A zero-indexed array A of length N contains all integers from 0 to N-1. Find and return the longest length of set S, where S[i] = {A[i], A[A[i]], A[A[A[i]]], ... } subjected to the rule below.
Suppose the first element in S starts with the selection of element A[i] of index = i, the next element in S should be A[A[i]], and then A[A[A[i]]]… By that analogy, we stop adding right before a duplicate element occurs in S.
Example 1:
Input: A = [5,4,0,3,1,6,2]
Output: 4
Explanation:
A[0] = 5, A[1] = 4, A[2] = 0, A[3] = 3, A[4] = 1, A[5] = 6, A[6] = 2.
One of the longest S[K]:
S[0] = {A[0], A[5], A[6], A[2]} = {5, 6, 2, 0}
Note:
N is an integer within the range [1, 20,000].

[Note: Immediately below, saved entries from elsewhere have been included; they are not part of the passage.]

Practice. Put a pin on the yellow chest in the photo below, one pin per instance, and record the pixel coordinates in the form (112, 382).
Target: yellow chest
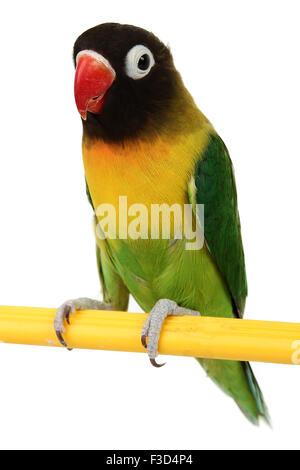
(146, 173)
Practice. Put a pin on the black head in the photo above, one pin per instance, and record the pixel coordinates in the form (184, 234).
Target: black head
(136, 99)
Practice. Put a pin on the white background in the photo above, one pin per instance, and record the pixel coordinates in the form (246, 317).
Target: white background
(240, 60)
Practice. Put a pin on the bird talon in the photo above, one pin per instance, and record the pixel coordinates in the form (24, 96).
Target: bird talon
(155, 364)
(60, 339)
(144, 341)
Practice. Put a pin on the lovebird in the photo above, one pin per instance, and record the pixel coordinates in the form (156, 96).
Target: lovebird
(148, 149)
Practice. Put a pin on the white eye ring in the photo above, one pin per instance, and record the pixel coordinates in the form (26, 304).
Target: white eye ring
(132, 62)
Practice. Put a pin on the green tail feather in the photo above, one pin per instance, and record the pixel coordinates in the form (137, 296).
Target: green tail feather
(237, 380)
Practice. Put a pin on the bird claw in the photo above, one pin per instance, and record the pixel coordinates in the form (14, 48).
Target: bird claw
(155, 364)
(71, 306)
(152, 326)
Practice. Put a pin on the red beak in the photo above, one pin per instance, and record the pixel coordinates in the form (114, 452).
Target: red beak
(94, 76)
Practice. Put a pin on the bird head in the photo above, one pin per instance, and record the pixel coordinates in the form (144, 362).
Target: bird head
(125, 81)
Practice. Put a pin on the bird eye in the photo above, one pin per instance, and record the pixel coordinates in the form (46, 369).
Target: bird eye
(138, 62)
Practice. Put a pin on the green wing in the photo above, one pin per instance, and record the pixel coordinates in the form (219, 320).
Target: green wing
(113, 288)
(215, 188)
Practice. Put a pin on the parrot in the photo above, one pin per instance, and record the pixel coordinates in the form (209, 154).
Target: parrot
(145, 138)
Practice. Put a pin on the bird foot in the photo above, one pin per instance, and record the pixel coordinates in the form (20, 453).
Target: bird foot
(152, 326)
(71, 306)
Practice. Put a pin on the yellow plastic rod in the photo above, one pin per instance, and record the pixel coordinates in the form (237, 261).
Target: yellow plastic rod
(207, 337)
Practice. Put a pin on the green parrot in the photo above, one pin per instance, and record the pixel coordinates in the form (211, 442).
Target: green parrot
(146, 142)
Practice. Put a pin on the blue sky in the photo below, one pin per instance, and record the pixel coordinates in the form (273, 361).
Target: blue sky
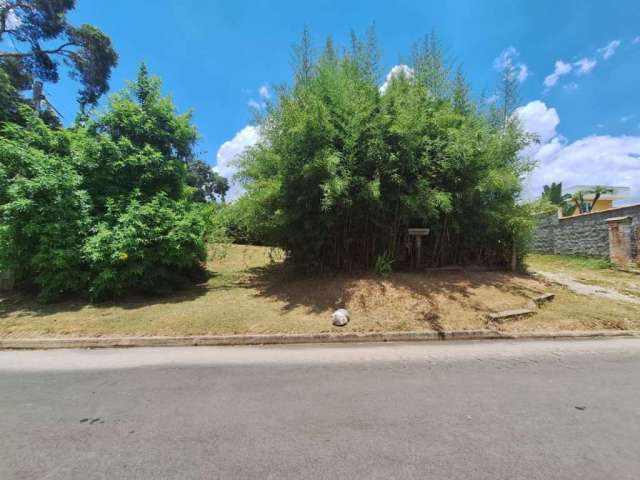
(214, 57)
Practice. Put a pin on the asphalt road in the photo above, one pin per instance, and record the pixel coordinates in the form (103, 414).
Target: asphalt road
(463, 410)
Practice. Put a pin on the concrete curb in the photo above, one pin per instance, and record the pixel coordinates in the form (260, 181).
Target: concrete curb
(351, 337)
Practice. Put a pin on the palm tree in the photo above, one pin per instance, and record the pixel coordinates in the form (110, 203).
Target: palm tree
(597, 191)
(578, 199)
(553, 193)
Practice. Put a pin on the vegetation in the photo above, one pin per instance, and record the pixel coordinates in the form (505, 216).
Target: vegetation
(345, 167)
(253, 292)
(103, 208)
(43, 29)
(553, 194)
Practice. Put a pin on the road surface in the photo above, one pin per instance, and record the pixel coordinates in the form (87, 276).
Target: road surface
(460, 410)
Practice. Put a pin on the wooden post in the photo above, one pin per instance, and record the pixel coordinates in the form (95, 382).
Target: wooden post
(418, 233)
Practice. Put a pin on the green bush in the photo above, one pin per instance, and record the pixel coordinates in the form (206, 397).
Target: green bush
(344, 167)
(151, 247)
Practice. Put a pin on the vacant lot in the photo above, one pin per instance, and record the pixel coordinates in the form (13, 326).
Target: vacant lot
(251, 290)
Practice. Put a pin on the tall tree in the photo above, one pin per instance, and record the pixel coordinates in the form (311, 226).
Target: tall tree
(36, 24)
(598, 191)
(430, 66)
(508, 93)
(208, 183)
(302, 57)
(460, 95)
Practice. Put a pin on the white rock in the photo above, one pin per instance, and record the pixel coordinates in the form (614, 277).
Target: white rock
(340, 317)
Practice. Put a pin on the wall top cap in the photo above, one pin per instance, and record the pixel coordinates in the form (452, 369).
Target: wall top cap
(625, 219)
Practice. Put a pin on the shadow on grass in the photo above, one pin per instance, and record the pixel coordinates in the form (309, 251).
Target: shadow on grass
(26, 305)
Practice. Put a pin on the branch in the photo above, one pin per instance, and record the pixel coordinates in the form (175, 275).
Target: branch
(60, 49)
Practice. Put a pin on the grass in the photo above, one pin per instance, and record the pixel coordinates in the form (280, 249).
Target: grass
(592, 271)
(251, 290)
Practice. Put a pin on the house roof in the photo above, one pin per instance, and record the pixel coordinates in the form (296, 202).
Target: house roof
(617, 193)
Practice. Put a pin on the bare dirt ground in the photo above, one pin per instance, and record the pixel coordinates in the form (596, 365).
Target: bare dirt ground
(251, 290)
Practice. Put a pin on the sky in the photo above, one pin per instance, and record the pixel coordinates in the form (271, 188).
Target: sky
(578, 63)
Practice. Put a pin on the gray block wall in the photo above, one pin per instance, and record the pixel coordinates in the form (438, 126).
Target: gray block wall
(586, 234)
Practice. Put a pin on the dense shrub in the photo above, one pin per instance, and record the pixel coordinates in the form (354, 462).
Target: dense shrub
(103, 208)
(345, 167)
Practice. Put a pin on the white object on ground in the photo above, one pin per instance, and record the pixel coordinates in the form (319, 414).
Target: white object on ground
(340, 317)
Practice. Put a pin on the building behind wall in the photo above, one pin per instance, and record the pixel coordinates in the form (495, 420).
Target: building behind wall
(588, 234)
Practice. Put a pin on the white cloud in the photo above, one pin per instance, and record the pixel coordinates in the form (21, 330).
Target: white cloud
(560, 69)
(228, 154)
(609, 49)
(585, 65)
(492, 99)
(536, 118)
(593, 160)
(395, 72)
(13, 21)
(508, 58)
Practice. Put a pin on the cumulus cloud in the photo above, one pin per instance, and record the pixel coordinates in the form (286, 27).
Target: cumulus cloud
(538, 119)
(593, 160)
(509, 58)
(585, 65)
(397, 71)
(609, 49)
(228, 154)
(560, 69)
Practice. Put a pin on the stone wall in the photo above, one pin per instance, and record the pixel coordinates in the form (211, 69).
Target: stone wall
(586, 234)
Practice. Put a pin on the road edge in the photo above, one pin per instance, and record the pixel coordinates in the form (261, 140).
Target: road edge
(303, 338)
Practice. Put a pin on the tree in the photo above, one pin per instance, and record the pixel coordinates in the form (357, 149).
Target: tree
(302, 57)
(343, 171)
(578, 199)
(35, 24)
(554, 194)
(208, 183)
(508, 95)
(598, 191)
(103, 208)
(430, 66)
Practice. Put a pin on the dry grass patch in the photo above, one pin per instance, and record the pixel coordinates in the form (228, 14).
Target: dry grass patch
(251, 290)
(588, 270)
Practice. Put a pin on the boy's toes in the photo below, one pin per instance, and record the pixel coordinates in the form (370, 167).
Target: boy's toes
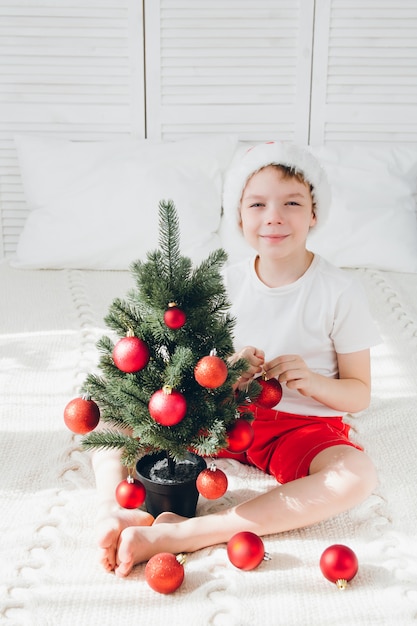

The elements of A are all distinct.
Each element of A is an integer within the range [0, N-1].
public class Solution {
Dictionary<int,int> T = new Dictionary<int,int>();
public int ArrayNesting(int[] nums) {
int max = int.MinValue;
for(int i=0;i<nums.Length;i++){
max = Math.Max(max, Helper(nums, i));
}
return max-1;
}
private int Helper(int[] nums, int index){
int val = 0;
T.TryGetValue(index, out val);
if(val != 0){
return val;
}
T[index] = 1;
return 1 + Helper(nums, nums[index]);
}
}
Time Complexity: O(n)
Space Complexity: O(n)